Japan coach Hajime Moriyasu said criticism of his team at the Asian Cup was “a sign of respect” as they prepare to face Bahrain in the last 16 today.
Japan have struggled to live up to their billing as pre-tournament favourites in Qatar and went through as Group D runners-up after a shock defeat to Iraq. Moriyasu’s side beat Germany and Spain at the 2022 World Cup and went into the Asian Cup on the back of a run of nine straight wins in which they scored 39 goals.
The coach said he was glad they were being held to high standards as they gear up to face a Bahrain side that topped Group E ahead of South Korea. The winner will face Iran or Syria in the quarter-finals.
“It feels like a sign of respect when people say we have been struggling because they expect us to play well, so I’m happy to hear that,” said Moriyasu. “All of the teams at the Asian Cup have a lot of quality and we have had difficult games because they are getting better.”
Japan conceded at least one goal in all three of their group games, with inexperienced goalkeeper Zion Suzuki at fault on more than one occasion. Moriyasu said Japan would learn from their defensive mistakes but would have “no sense of uneasiness” as they begin the knockout stage.
Moriyasu’s side came into the tournament in a rich vein of form having won nine matches in a row – including defeating Germany 4-1 in Wolfsburg in September – scoring 39 goals in the process to build on their impressive performances at the FIFA World Cup Qatar 2022.
But, after the loss to Iraq and conceding five goals so far at the Asian Cup, doubts have been raised over their ability to sustain a challenge for a record-extending fifth continental crown. “We have to learn from our mistakes in the first three games but that doesn’t mean we have any worries about our defence for tomorrow’s match,” said Moriyasu. “Bahrain are a strong side so we have to be careful of their attacking play, but I’m confident my players will play up to 100 percent of their potential. Bahrain are a very talented side. They have individual talents, but also they can work as a team, as a unit. They are strong as a team, they can not only counterattack but they have also talented players up front who can play good football.”
Bahrain lost their opening game, to South Korea, but qualified from their group in first place after beating Malaysia and Jordan. Coach Juan Antonio Pizzi said Japan being labelled favourites “could play into our hands” and vowed to exploit their weaknesses.
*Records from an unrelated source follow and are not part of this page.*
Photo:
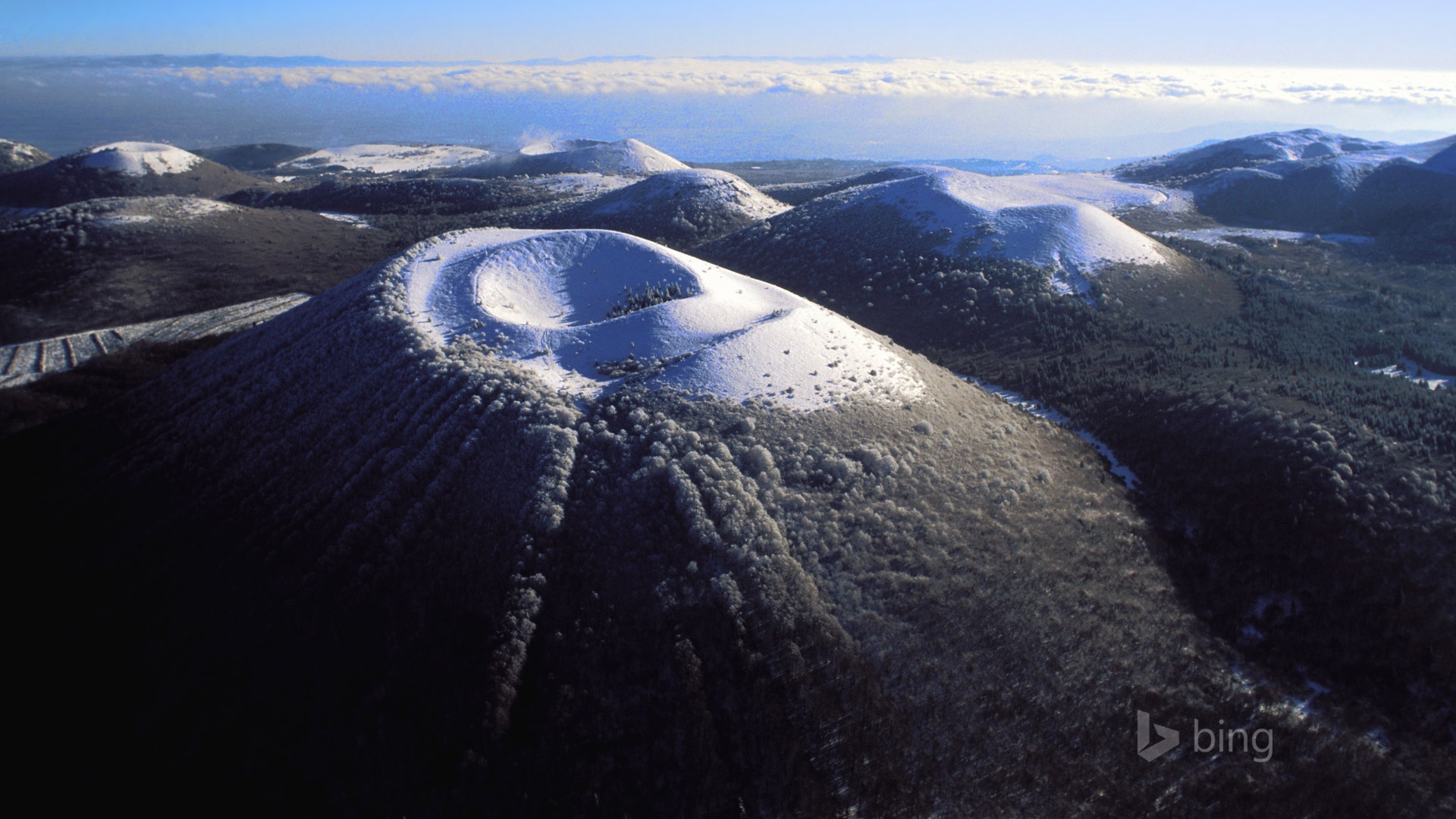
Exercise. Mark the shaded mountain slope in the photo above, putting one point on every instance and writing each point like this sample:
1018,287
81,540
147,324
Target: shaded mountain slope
19,156
357,561
121,169
254,158
115,261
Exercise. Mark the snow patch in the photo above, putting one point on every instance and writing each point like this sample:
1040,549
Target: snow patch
1047,413
544,299
383,158
1410,371
1011,218
347,218
140,159
1219,237
714,188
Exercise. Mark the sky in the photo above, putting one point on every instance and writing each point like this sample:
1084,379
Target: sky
915,79
1394,34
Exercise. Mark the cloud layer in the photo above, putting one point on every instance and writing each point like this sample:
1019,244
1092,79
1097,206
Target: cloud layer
880,77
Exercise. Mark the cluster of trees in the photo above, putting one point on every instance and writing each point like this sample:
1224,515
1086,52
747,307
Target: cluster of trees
1280,466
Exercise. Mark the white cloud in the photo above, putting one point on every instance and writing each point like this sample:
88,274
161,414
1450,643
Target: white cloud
894,77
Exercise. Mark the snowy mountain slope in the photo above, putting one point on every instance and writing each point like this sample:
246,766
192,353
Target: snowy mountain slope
677,207
1094,188
121,169
25,362
622,158
546,299
1256,150
408,539
382,158
255,156
140,159
18,156
1305,181
127,260
433,196
970,215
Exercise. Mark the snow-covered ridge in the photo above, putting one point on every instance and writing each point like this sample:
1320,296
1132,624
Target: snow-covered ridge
623,156
30,360
544,299
1056,417
707,187
557,146
140,159
1413,372
1011,218
383,158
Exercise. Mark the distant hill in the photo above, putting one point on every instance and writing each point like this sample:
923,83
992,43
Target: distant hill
431,196
568,523
18,156
386,158
622,158
1256,150
117,261
952,215
121,169
676,207
1313,181
254,158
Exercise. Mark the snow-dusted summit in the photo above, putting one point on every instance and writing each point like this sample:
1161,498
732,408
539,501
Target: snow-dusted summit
383,158
1002,218
140,159
18,156
561,303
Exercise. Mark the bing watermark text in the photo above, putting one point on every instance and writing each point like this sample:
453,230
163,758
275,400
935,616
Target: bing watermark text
1215,739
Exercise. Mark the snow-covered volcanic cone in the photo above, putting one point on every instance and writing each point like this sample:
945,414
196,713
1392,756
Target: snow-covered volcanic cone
680,207
622,158
993,216
140,159
949,213
384,158
356,539
563,303
18,156
121,169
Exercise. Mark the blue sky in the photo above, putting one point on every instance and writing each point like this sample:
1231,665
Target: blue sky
1400,34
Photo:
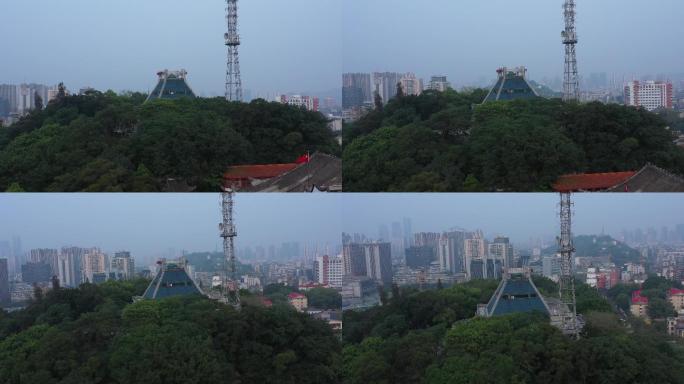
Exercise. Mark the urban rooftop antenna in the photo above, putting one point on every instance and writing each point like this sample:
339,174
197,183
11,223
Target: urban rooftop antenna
228,233
569,35
233,81
567,279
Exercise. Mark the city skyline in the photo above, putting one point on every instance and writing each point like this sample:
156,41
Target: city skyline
151,225
109,56
440,39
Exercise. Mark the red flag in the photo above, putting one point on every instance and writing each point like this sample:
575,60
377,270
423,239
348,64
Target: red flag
303,159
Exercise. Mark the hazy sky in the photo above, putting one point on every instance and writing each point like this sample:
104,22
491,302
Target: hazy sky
469,39
287,46
519,216
150,224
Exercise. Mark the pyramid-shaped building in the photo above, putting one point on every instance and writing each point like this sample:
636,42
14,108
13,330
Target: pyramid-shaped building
171,85
511,85
171,280
516,293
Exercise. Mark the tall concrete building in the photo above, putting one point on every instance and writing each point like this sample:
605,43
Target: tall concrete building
354,259
356,90
379,262
123,265
649,94
385,84
450,251
46,256
4,282
502,249
95,262
474,256
411,85
439,83
328,270
397,240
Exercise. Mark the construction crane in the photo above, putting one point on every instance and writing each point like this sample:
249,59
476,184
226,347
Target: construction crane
231,293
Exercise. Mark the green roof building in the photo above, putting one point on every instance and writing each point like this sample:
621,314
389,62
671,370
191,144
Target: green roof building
171,85
511,85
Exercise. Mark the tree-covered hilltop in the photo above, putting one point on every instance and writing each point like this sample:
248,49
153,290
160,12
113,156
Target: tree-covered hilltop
432,337
602,246
104,142
94,334
450,142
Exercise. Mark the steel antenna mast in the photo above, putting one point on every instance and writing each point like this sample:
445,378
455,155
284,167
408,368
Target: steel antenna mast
233,81
567,280
571,80
228,233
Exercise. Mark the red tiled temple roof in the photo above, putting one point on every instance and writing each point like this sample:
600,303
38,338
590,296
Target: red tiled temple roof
591,181
263,171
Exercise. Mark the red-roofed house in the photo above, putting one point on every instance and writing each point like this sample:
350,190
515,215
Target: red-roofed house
590,182
676,297
298,301
648,179
639,305
240,177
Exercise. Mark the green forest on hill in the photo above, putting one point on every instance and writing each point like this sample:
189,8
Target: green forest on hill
95,334
450,142
431,337
106,142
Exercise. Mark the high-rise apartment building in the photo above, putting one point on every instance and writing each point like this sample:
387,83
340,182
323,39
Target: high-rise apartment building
95,262
411,85
379,262
450,251
70,266
328,270
649,94
123,265
474,256
502,249
356,90
354,259
385,84
4,282
439,83
46,256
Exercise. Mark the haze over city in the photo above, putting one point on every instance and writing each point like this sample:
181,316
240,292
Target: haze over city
120,45
468,39
149,225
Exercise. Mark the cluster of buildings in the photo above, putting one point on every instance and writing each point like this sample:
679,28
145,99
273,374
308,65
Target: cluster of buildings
421,259
68,267
359,90
309,103
16,100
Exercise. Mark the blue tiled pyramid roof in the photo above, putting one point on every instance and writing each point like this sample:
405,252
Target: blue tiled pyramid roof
511,86
171,85
172,280
516,293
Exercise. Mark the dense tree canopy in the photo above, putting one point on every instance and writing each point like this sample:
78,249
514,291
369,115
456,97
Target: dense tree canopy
105,142
450,142
94,334
432,337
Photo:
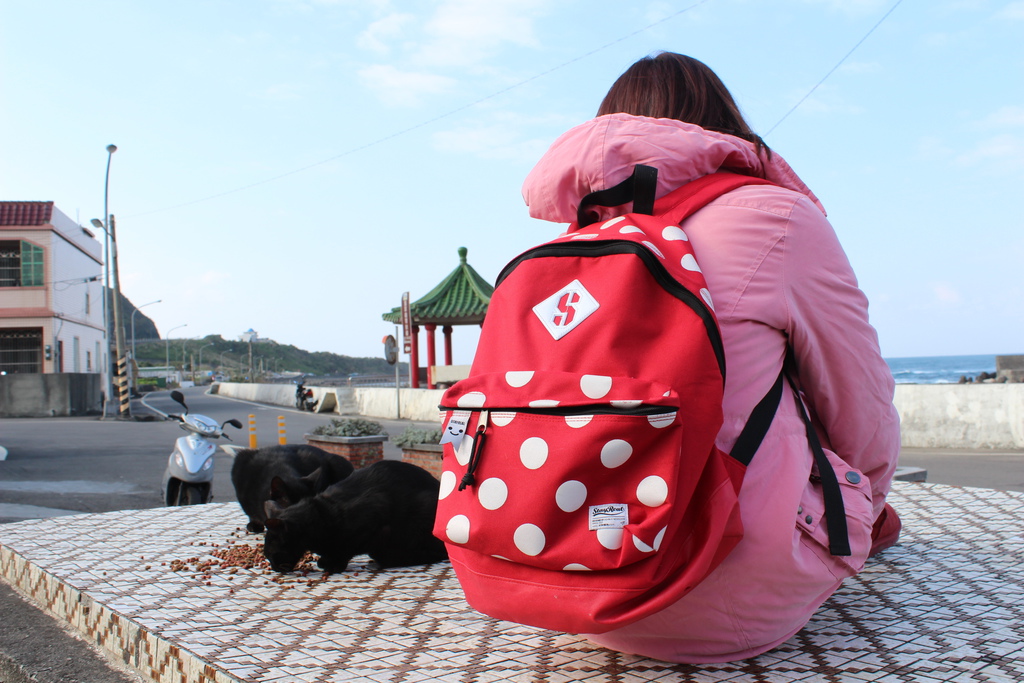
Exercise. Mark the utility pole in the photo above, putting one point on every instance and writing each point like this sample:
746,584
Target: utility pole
119,332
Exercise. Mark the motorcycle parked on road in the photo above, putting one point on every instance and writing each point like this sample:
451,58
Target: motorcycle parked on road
304,397
188,477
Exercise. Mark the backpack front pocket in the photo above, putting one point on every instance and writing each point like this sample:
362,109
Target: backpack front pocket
559,471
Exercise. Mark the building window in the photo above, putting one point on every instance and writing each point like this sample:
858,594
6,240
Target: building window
22,350
20,264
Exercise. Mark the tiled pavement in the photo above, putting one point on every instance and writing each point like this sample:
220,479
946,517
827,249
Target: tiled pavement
945,604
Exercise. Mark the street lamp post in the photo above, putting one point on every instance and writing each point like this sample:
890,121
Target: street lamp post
108,380
133,358
200,359
167,350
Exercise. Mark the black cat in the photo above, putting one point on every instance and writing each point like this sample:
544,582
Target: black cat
283,473
385,510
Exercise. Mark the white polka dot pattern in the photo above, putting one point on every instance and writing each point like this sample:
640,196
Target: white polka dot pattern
595,386
448,484
472,399
570,496
544,402
493,493
610,538
615,453
641,546
465,451
529,540
654,249
534,453
579,421
674,233
458,529
652,492
706,295
519,378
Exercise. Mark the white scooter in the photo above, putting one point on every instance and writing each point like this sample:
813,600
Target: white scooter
188,477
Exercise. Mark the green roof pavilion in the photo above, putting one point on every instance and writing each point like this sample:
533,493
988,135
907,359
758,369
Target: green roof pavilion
461,298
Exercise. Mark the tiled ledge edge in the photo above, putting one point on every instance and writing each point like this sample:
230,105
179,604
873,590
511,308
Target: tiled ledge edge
118,637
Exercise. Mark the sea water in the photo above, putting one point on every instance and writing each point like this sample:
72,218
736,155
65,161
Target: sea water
939,369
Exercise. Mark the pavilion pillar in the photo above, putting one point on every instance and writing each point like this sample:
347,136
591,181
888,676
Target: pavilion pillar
414,359
431,353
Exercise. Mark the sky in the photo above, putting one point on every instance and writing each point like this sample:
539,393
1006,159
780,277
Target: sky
294,166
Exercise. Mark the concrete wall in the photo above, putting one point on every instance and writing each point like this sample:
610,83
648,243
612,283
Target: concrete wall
65,394
935,416
962,416
419,404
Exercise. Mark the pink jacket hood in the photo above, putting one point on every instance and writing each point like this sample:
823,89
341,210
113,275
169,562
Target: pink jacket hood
602,152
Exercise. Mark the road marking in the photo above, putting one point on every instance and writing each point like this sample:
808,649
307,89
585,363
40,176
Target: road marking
11,511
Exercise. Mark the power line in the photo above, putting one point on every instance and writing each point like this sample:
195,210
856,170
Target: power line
833,70
428,122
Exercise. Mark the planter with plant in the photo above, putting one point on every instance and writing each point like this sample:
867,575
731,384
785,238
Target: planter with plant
420,446
357,440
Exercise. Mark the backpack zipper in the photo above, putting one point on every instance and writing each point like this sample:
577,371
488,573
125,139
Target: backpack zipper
657,270
554,411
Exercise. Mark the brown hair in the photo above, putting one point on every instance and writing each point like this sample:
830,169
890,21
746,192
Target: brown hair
675,86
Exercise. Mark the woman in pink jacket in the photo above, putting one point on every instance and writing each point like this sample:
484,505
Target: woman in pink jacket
781,284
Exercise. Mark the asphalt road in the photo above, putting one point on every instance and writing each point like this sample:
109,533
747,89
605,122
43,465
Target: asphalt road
59,466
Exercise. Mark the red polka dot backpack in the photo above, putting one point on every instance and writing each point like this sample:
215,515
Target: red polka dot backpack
582,488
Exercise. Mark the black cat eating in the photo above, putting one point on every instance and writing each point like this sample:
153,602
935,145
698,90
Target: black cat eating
385,510
283,473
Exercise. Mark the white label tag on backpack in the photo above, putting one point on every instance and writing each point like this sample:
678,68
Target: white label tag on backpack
456,428
565,309
611,515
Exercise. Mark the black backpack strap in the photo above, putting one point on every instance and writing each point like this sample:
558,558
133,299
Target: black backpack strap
639,188
839,538
754,432
757,425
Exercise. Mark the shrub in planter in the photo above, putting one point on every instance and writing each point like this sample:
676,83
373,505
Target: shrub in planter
358,440
349,427
421,447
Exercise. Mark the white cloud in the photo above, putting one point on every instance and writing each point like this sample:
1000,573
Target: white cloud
281,92
458,38
851,6
861,68
503,136
1010,116
1000,152
402,87
463,33
1013,10
383,35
“It will be a very tough match but I have full confidence in my players and we are very optimistic that we can win,” said Pizzi, who lifted the Copa America with Chile in 2016. “Of course optimism and enthusiasm will help us compete and help us play every game as if it is a final.”
The return of Czech Republic-based striker Abdulla Yusuf against the Jordanians, after starting the first two games on the bench, bolstered Pizzi’s side and the Argentinian could look for the towering forward again to cause problems for Japan’s backline.
“Japan are a tough team with a lot of strengths but they have weaknesses that we need to exploit in order to be able to come out on top,” said Pizzi. “Hopefully we will be able to implement our philosophy. We learned a few lessons from the game against South Korea and before the tournament we also played Australia (losing 2-0). When you compete against big national teams this makes the team stronger collectively and individually. Unfortunately the results of these two matches were not up to our expectations but we still felt comfortable because the level was high and it reassured us that we can compete against anybody.”
Bahrain coach Juan Antonio Pizzi has vowed to exploit Japan’s weaknesses.
Japan coach Hajime Moriyasu speaks during a press conference in Doha on Tuesday.